Biya’s secret torture chambers exposed
In July 2017, Amnesty International exposed Cameroon in a report on torture chambers used against suspected Boko Haram supporters and members. It was a classic case of good motives irreparably stained by macabre methods. Similar methods have been employed by the United States of America in Guantanamo Bay and Amnesty International alleges some American officials were aware of the torture. A 17 year old captured in Maroua, Cameroon and taken to one such chamber in Salak told Daily Beast, “Welcome to Guantanamo’ was the first thing the (Cameroonian) soldiers in Salak said to us as we arrived there.”
Building on the July 2016 report “Right Cause, Wrong Means”, Amnesty International released the latest report on torture being occasioned in the name of fighting terrorism. The report includes previously research carried out by Amnesty International during five field missions in Cameroon between February 2016 and February 2017 and hundreds of telephone interviews conducted from July 2016 to March 2017.
Amnesty International documented 101 cases of incommunicado detention and torture in detention facilities run by the Rapid Intervention Battalion and Intervention Rapide (BIR) and the General Directorate of External Research (DGRE). The cases documented are those of torture carried out between March 2013 and March 2017. Most of the cases are said to involve individuals who said they were arrested by soldiers or men in plain clothes who produced no identification.
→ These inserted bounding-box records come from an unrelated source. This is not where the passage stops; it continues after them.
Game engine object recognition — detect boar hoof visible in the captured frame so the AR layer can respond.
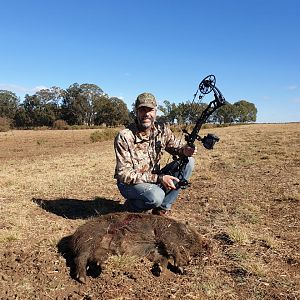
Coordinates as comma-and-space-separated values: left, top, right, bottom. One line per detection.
177, 267, 184, 275
78, 276, 86, 283
151, 263, 163, 277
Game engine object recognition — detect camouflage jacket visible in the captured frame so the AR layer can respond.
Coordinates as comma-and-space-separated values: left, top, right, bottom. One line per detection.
115, 123, 181, 184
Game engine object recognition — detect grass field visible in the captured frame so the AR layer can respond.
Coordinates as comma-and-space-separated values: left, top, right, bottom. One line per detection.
0, 123, 300, 300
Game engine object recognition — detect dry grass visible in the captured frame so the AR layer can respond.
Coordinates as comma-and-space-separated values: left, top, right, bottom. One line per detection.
0, 123, 300, 300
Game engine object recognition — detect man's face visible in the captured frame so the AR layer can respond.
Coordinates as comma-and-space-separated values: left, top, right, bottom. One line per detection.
137, 106, 156, 130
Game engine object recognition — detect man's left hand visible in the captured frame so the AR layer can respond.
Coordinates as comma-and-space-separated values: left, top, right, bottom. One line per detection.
181, 145, 197, 156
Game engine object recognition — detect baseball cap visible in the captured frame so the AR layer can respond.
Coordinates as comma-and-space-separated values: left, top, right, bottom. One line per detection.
135, 93, 157, 109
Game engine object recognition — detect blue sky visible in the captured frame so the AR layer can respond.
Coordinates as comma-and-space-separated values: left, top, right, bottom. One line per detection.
0, 0, 300, 122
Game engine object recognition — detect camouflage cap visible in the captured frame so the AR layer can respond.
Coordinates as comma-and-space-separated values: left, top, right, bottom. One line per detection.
135, 93, 157, 109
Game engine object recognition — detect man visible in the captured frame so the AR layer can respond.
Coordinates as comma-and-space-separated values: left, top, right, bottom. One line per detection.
115, 93, 196, 215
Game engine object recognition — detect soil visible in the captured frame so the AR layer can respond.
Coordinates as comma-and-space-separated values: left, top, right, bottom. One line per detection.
0, 123, 300, 300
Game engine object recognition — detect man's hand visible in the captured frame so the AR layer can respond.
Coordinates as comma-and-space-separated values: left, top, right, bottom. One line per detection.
160, 175, 179, 190
181, 145, 197, 156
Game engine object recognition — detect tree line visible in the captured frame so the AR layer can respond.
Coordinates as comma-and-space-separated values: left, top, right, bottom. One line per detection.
159, 100, 257, 124
0, 83, 257, 128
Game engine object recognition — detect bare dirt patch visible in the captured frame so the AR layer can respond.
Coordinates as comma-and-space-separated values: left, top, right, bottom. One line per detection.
0, 123, 300, 299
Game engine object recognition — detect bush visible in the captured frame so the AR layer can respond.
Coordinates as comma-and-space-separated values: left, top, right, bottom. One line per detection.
52, 120, 70, 130
0, 117, 11, 132
90, 128, 118, 143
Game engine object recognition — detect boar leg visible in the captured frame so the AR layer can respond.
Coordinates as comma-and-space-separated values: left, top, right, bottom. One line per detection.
75, 252, 89, 283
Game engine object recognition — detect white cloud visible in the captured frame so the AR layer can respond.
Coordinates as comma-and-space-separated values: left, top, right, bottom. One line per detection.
0, 83, 48, 94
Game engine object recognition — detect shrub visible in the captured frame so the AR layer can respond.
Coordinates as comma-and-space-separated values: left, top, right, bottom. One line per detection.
52, 120, 70, 130
0, 117, 11, 132
90, 128, 118, 143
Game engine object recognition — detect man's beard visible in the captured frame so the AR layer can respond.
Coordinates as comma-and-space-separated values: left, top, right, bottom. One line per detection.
137, 117, 154, 131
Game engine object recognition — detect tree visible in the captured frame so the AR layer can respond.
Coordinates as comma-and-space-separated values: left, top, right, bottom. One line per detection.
0, 90, 20, 120
22, 94, 57, 126
95, 96, 131, 126
233, 100, 257, 123
62, 83, 104, 125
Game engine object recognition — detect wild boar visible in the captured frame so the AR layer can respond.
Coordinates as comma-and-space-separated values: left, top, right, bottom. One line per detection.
70, 212, 210, 283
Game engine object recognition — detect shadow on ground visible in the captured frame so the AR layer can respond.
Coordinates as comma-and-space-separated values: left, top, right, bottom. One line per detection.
32, 197, 124, 219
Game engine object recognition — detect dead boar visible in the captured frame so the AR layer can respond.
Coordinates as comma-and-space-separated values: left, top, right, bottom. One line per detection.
70, 212, 210, 283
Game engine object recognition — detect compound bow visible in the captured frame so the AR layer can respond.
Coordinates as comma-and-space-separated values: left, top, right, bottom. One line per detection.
164, 75, 226, 189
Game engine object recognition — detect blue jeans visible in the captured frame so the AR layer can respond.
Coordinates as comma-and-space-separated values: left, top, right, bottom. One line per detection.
117, 157, 195, 212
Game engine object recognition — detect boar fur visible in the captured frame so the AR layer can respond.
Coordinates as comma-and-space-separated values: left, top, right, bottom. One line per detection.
70, 212, 209, 283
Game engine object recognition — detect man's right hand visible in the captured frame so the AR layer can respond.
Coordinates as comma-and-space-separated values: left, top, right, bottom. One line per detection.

Amnesty International also reported that in none of the 101 cases were warrants of arrest used and most of the arrested people ended up being charged with terrorism. The arrests were largely arbitrary with one case of a Nigerian refugee who did not have identification documents on his person being arrested serving as an illustration of the arbitrary nature of the arrests. It is a lazy dragnet system which ignores the need for prior investigations before alleging. The suspicions are usually unjustified and sometimes border on prejudice and stereotypes. The Nigerian refugee for example was only arrested after being told that, “…all Nigerian refugees are likely to be Boko Haram members”.
The problem with arrests that are unjustified by evidence is their legitimacy is hinged on confessions and these are obtained using “enhanced interrogation” as the Minister of defence called it. Amnesty International says it, “documented at least 24 distinct torture methods used by the soldiers, including the BIR, interrogators, guards and agents of the DGRE present at both BIR and DGRE-run facilities, as well as by members of the gendarmes and the police.” One woman given the name Fatima to protect her identity said she was beaten “for three days all over her body with all sorts of objects, in order to make me admit things I knew nothing about”.
Apart from beatings, the soldiers in the facilities are said to use stress positions like “le chevre” – the goat which entails tying up the detainee’s arms and legs together behind his back, and leaving him on the ground. This, like other stress positions is used in combination with beatings. Other methods include suspensions, drowning, sleep deprivation, detention in complete darkness, extraction of nails, deprivation of food, burning, and electric shocks.
Cameroon has a constitutional framework and a penal regime that does not allow the use of torture. The country is also party to several international treaties that prohibit torture and cruel, inhuman or degrading treatment. One is the Convention Against Torture which at Article 11 and 12 says signatories should take effective legislative, administrative, judicial or other measures to prevent acts of torture in territories under their control and provides for investigations where there are reasonable grounds to believe acts of torture are being committed.
With the government considering these torture chambers as places of “enhanced interrogation”, it is difficult to see how this situation will change without external pressure. The powers that deem themselves the prefects of the world have dirty hands in this issue and cannot assume their signature patronising rhetoric. USA and France are alleged to have had prior knowledge of the chambers and after all, USA has Guantanamo Bay so who will police who?